Go Let It Out! Media Reporting in Financial Remedy Cases on Divorce

05 October 2015

Appleton v Gallagher (High Court) Clare Curran, Partner in charge of the Matrimonial Department in Worthingtons Solicitors considers the recent Judgment of Mostyn J addressing the Media Reporting of Financial Cases on Divorce.

Go Let It Out!


Following a previous Judgement in DL v SL (2015) EWHC 2621, Learned High Court Judge Mostyn confirmed his view that media reporting of financial remedy proceedings, or Ancillary Relief hearings (those cases which come to court to resolve outstanding finances between divorcing couples) should be restricted and such cases heard in private.  He considered that this was the intention of Parliament, when drafting the Family Procedure Rules in 2009, which essentially amended the law to allow journalists to attend a hearing held in private but without access to the court documents.

In cases involving famous parties, (in this particular case, proceedings were taking place between rock star Liam Gallagher and his estranged wife and former pop star Nicole Appleton following the breakdown of their 6 year marriage) the Judge concluded that their identities and the fact that the Financial Remedy Proceedings are taking place may be reported, as well as some other limited information about the case, as this information was already in the public domain.

In reaching his conclusion Mostyn J considered that the intention of the change to the rules in 2009, which allowed the media access to family law proceedings, was so that the public would gain a greater understanding regarding how children law cases, in particular Care Order proceedings, which frequently involve the removal of children from their parents due to concerns about their welfare, are conducted and decided.  As such, the media’s role in reporting such cases was very much as a ‘watchdog.’

In considering the current case, however, the Learned Judge went on to comment that Financial Remedy Proceedings are not ‘children proceedings’ within the meaning of those Rules, unless they pertain mainly to the maintenance of a child.  Therefore in these types of cases, the court has the power to restrict reporting, without further reference to the High Court, as would be required in Children Law Proceedings.
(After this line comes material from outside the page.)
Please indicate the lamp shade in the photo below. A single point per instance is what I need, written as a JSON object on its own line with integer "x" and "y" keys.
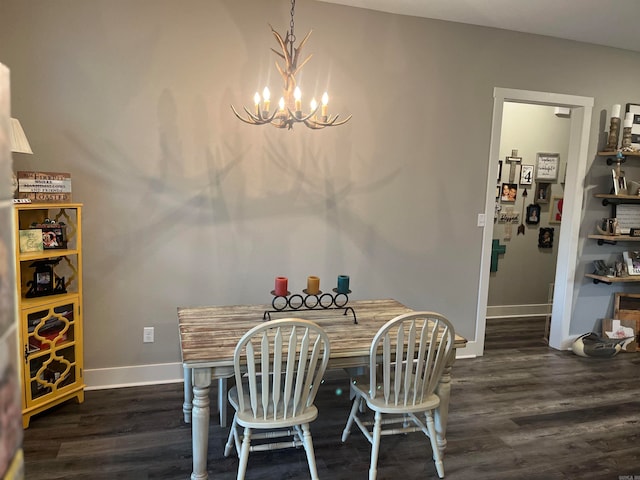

Mostyn J gave The Sun Newspaper leave to appeal his order prohibiting the naming of any children and reference to any financial information, unless that information was indeed already public. When doing so, he called upon the Appeal court to provide guidance about the hearing of Financial Remedy Proceedings in public, as there has been a divergence in the approach taken by the Judiciary in this regard. 

It remains to be seen what approach the Court of Appeal will give in respect of these issues upon determination of that application in due course.